Archive: May 29th, 2006

Game 50: Win

Mets 8 Diamondbacks 7

Bottom of the ninth, tie game, bases loaded, no outs, Carlos Delgado at the plate, David Wright on deck … if you’re the visiting pitcher, how do you get out of it ?

The answer is obvious: you don’t.

The only question was who was going to do it to you. As it turned out, David Wright was the hero — or at least one of them; you have to give huge credit to both Endy Chavez and Jose Reyes for their heroics in tying the game.

Delgado, by the way, had a godawful at-bat, especially in that situation (pitcher struggling, infield drawn in, all pressure on the pitcher). He is really struggling lately … in fact, he is in the exact same place Cliff Floyd was in a week ago: over aggressive, flying open, ahead of everything. Delgado has been known to go the other way, and you could tell by the weak, foul popups in various at-bats that he is trying to go to left to break out of the slump. However, his front shoulder is flying up and open so quickly on the pitch, he can’t keep the hands back to drive through the ball. No biggie, he’ll figure it out soon and start mashing the ball all over the place again.

Three amazing things in the ninth inning: first, how did Endy Chavez NOT get a triple out of that drive past LGonzo? I’m guessing the wet basepaths slowed him down. Secondly, how did Jose Reyes NOT get a sac bunt down? As it was, neither issue mattered, as Reyes came through with another clutch hit RBI, driving in Chavez from second with a single. But finally, how is it that the D-Backs keep LGonzo out there in left field to finish the game? Do they not have a late-inning defensive replacement?

I nearly expected Mr. Willie to tell Paul LoDuca to bunt Reyes to second, despite his being already 3-4 on the night and red hot. Thanks, Willie!

Poor Steve Trachsel pitched what Mets officials consider a “good outing”: six innings, four runs … yet he was unable to grab a victory. He must feel like Pedro Martinez, whose last four outings were slightly better than Trax’s, and yet the Mets lost all four.

Now that Aaron Heilman is clearly ineffective as the seventh-inning reliever, it may be time to start thinking about finding him another role somewhere on the staff, as he does seem to show flashes of skill and competence. Since Darren Oliver appears entrenched as the Mets’ top mopup reliever, Mr. Willie might have to consider banishing Heilman to the starting rotation (perish the thought!).
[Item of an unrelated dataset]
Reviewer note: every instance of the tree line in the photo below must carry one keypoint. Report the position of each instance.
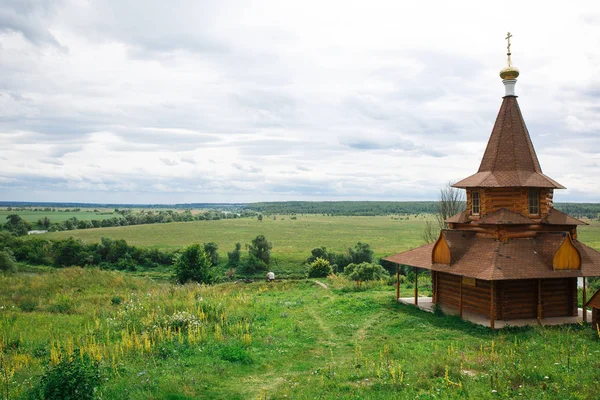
(19, 226)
I know, I know, it’s only been a few poor outings in a row for Heilman, and I may be a little overanxious in moving him out of the ‘pen. However, as we all know, the bullpen is the Mets’ strength, and the most valuable component on the team. If Heilman continues to give up hits and runs in his relief outings, Mr. Willie will have no choice but to get him out of there. Maybe Omar Minaya can pull off a blockbuster deal for a good seventh-inning reliever, such as Ray King or Scot Shields. Sure, it may cost us a Lastings Milledge, but we’ve got to fill that hole, and fast. Who knows, with the Royals in such disarray, maybe we can pry away Elmer Dessens, in a straight-up deal for Mike Pelfrey (Pelfrey doesn’t look to have much potential anyway; the Mets envision his future as a starter).

Tuesday night will be Alay Soler vs. Miguel Batista. It should be fun to watch Soler again; I’m rooting for him and hoping he is the real deal. Who knows, he may pitch effectively enough to be promoted to the bullpen!


Game 49: Win

Mets 7 Marlins 3

El Duque made his Mets debut in fine fashion, fulfilling the team’s need for a fifth starter to get through the fifth inning. He looked pretty good, outside of a three-run second inning, and likely would have been able to pitch into at least the seventh had he not been under Mr. Willie’s stringent 100-pitch limit.

Carlos Beltran remains on fire, and is producing the way he was expected to when he signed the $120M contract. At this rate, he’ll finish the year with over 30 HRs and 125 RBI.

As will David Wright, who went “only” two for four in this game. Wright has jacked up his average to .333 after going 7-9 over the last two games.

Another guy who is staying hot is Jose Valentin, who has now more or less established himself as a semi-regular. As long as he hits (and keeps his urine clean), he’ll be in the lineup.

Heath Bell finally made an appearance without giving up a run, though he did allow five baserunners in 2 2/3 innings. Part of his issue may be his adjustment from being a one-inning closer at Norfolk, where he said he “…put everything on the table,” to the two- and three-inning stints he’ll be expected to produce with the Mets. Whereas he was gassing it up for a few batters in the minors, he now has to pace himself for 30-50-pitch outings. Interesting, that his conditioning for one-inning bursts would have been a perfect fit as the seventh-inning replacement for Aaron Heilman, had Heilman been put in the rotation.

Steve Trachsel opens the homestand on Memorial Day vs. the Arizona Diamondbacks.